One of the best features of a good website is the photography. Granted, the design is crucial, but a great site designer knows that site design is about user experience and brand psychology, not so much about making a ton of vector graphics so you can turn your website into a billboard at some point. It’s a website after all. Photography for a website should be thought of as one of the main ingredients.
There are many ways to use photography – you can apply it to graphics (or vice-versa) that will garnish the information given along with visual appeal and reference. You can create a photo slideshow on the top of your homepage, sometimes paired with graphics- sometimes not, that will offer a brief display of what “this site” is all about. It’ll also serve well in photo “galleries” on a page where you want to focus on the multiple applications of something, usually this should only focus on one subject at a time.
Since there are so many obvious reasons to use photography on a site, and so many applications for that use, it should be evident that there’s a lot of photography used online, on sites. However, that doesn’t mean it’s all put to use in the best manner. In fact, if you put the wrong photo in the wrong place, you’ll mislead, even confuse an end user. SO, how do you determine not only where to put a photo, but what photo to use there?
I actually referenced photo galleries in another blog, but I didn’t necessarily elaborate on the quality of those photos. Quality is obviously an important thing to consider, you want your site to be “of good quality” no doubt, so here’s a few tips on how to make sure you achieve this…
1) Make sure you always have relevance in your photos to what they are “talking” about. Photos say a lot without words and offer perspective for those that see them. Consider that your audience is not objective, and you can sway them in the direction you see fit if you show them what you want them to see at all times. This means that if you put a photo about a cat in a blog about dogs, your putting apples in the orange bin. Application is key.
|Good images illustrate clear quality photography that is used to convey a message relevant to website content. In this instance, a blog post about enjoying a glass of water after a hard day at the New Belgian Brewing Company might be appropriate.|
|Bad images can look fine, but may be improperly placed in relevance to content.
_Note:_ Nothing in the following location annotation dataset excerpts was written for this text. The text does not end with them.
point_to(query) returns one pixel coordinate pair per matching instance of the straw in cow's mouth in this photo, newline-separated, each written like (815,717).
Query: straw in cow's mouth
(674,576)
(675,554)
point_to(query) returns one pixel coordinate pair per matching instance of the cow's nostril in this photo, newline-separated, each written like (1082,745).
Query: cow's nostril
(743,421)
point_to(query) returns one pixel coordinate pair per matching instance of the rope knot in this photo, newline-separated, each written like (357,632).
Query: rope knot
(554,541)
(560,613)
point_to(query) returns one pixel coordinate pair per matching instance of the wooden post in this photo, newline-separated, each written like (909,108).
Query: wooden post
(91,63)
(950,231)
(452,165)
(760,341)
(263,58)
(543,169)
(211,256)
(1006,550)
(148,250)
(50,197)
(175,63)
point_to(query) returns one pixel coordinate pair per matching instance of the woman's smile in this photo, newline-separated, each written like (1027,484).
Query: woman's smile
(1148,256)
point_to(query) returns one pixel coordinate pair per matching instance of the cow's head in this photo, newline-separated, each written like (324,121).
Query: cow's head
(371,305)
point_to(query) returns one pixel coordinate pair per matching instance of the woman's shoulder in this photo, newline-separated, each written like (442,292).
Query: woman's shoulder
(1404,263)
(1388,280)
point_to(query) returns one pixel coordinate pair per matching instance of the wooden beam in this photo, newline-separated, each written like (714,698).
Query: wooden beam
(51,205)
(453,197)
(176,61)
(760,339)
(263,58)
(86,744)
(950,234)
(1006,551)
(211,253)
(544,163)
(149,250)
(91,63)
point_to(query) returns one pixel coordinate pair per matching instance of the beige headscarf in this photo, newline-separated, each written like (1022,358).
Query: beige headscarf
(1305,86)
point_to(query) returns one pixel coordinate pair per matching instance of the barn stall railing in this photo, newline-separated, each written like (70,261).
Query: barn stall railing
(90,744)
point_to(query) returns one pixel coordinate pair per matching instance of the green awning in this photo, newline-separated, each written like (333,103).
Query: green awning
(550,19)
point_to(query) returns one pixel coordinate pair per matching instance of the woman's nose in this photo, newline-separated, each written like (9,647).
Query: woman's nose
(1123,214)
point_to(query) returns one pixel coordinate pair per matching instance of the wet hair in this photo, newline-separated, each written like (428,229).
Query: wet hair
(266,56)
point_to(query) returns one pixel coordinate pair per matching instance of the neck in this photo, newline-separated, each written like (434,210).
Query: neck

This would not be a good image to put into a blog about enjoying a cup of coffee, or putting on a Mormon bible study group.|
|“Ugly images do not illustrate good use of photography, and are irrelevant to subject matter.” Notice the photo is blurry and not clear, this is a ugly photo.|
2) Camera phone photos work for Instagram because they add filters, and they force you to crop out the unnecessary “stuff”. Instagram photos work well for a site in a gallery that’s all about, “hey, check me out on Instagram”. Camera phone photos don’t always work by themselves for your website. If you have a specific crop that needs to be made for a slideshow, or a set of images in your gallery that are made by a pro photographer, or all the other photos on your site were made by a professional, consider that your iPhone may not deliver the same results. Some of this is user error, some is camera phone capabilities. This brings me to the next point…
3) Hire a photographer. It’s important that at some point down the road you get “photos made”. I guarantee there’s someone you know that knows how to use a camera, and can help to get you the photos you need. I don’t endorse having cousin Billy who’s in photography class taking all the photos for your website though, unless you know he gets great photos and he can help keep them relevant to the subject. Website designers typically a) know how to do this, b) know someone that does, or c) can at least get your camera phone photos looking better (c, being the least most appropriate choice if you really want good quality, but it’s not the worst choice). It’s not that expensive to hire someone, and usually a site designer will be able to include this in a budget.
I don’t think I need to get into why it’s important to have good photos as I’ve talked about about the application already. Suffice to say, if you have good website with bad photos, you’ve got a bad website. User experience is everything. Bottom line: If you’re prepared to build a website professionally and you need photos, you should also be prepared to get those photos professionally.